Wider Skies

I have been in Indiana for about two weeks now. Those two weeks seem like a blur of faces, experiences, and conversations. How do you sum up 9 months of what you saw, did, learned, and changed? How do you answer the question "How was it?"

What is "it"? my flights? my travels? my friends? my job? my car? my hikes? my books? my experience?

It was amazing, more than I could have ever asked for. It was living in a new place, with new people. It was normal, every-day experiences in foreign places. It was sharing space with strangers. It was learning different ways to cook, dress, act, speak, and think. It was comfortable, and right. It was sad and sometimes and felt heavy. It was uplifting and different than anything I'd ever known. It resembled everything I wanted, with the features of everything I was afraid to have. It was nothing I expected and everything I dreamed. It was natural, it made sense. It was independent. It was so much gain and occasionally loss. It was life.
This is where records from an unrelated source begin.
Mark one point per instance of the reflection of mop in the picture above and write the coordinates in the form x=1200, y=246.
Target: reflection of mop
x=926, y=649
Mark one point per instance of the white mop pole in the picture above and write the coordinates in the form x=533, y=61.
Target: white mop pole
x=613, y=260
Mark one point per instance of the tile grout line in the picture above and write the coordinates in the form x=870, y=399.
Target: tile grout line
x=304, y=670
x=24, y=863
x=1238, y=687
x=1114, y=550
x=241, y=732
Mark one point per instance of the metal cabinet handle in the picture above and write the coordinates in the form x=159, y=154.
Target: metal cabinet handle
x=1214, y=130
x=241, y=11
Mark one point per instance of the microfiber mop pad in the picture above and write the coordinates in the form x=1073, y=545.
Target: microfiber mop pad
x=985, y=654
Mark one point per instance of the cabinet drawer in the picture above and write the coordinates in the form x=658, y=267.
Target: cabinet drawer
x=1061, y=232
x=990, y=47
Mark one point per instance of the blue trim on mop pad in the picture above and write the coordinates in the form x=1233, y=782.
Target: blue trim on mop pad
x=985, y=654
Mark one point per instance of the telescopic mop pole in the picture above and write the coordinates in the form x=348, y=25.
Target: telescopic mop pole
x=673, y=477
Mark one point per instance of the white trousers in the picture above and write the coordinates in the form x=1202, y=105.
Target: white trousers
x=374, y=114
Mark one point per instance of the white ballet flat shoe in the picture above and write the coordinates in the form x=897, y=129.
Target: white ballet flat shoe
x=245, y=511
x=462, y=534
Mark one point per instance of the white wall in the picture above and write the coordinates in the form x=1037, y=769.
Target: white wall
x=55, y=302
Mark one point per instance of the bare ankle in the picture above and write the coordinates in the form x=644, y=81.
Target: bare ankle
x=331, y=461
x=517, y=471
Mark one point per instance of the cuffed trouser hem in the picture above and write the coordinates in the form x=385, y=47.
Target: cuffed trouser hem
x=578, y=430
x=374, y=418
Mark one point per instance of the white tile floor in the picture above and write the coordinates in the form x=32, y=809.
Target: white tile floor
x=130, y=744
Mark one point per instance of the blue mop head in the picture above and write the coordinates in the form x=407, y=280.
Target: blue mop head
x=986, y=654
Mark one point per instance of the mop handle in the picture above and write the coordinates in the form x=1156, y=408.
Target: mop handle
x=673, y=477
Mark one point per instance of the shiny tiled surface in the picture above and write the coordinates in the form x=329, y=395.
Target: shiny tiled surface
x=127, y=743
Now that I'm back I find myself looking up a lot. The sky here is so wide. I stand outside gazing at the Indiana sky and it goes on forever. I love mountains, in fact I prefer them, but there is something to be said for a sky with no obstructions. Here we are surrounded by an unregulated competition between sky and field to continue on endlessly, and sometimes it's hard to tell who wins.



Life happens wherever you go, whether you live under wide open skies or in the land of the long white cloud. It was amazing being away, it's amazing to appreciate what was here all along, it will be amazing to discover new and strange places. Life is consistent in that every beat of your heart indicates you're still living it, but you control the variation in landscapes and which skies you chose to dwell beneath.